Today the Supreme Court voted 5-4 in favor of granting custody of 3-year-old Veronica to the non-Indian couple Matt and Melanie Capobianco of South Carolina. Now the case will head back into South Carolina family courts, which will determine Veronica's placement. She has been living with her biological father, Dusten Brown, in Nowata, Oklahoma, since December 2011.
The case, formally known as Adoptive Couple v. Baby Girl, is one of the most important Indian legal battles of the last generation, and the implications it may have on the 1978 Indian Child Welfare Act are potentially devastating.
“It would undo [over] 35 years of work on the Indian Child Welfare Act,” Chrissi Nimmo, the counsel of record for the Cherokee Nation, told Indian Country Today Media Network in April 2013. “Any adverse decision would impact every tribe in the country. There’s no doubt.”
Prior to Veronica’s birth, Christina Maldonado, the non-Indian biological mother, had agreed to pre-adoptive placement with the Capobiancos without consulting Brown. The Capobiancos were never legally eligible to adopt Veronica, a member of the Cherokee Nation, and they paid Maldonado $10,000 and other expenses for Veronica.

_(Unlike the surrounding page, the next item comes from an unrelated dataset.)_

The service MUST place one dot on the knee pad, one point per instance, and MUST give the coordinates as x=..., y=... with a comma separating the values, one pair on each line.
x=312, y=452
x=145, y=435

In two courts, Brown successfully sued to regain custody of Veronica under the Indian Child Welfare Act. On December 28, 2011, the South Carolina Appellate Court ruled the Indian Child Welfare Act trumped South Carolina state law, stating that the Brown family has a “deeply embedded relationship” with their Cherokee heritage. On July 26, 2012, a South Carolina Supreme Court ruling upheld the appellate court’s decision to give Brown full parental rights to Veronica.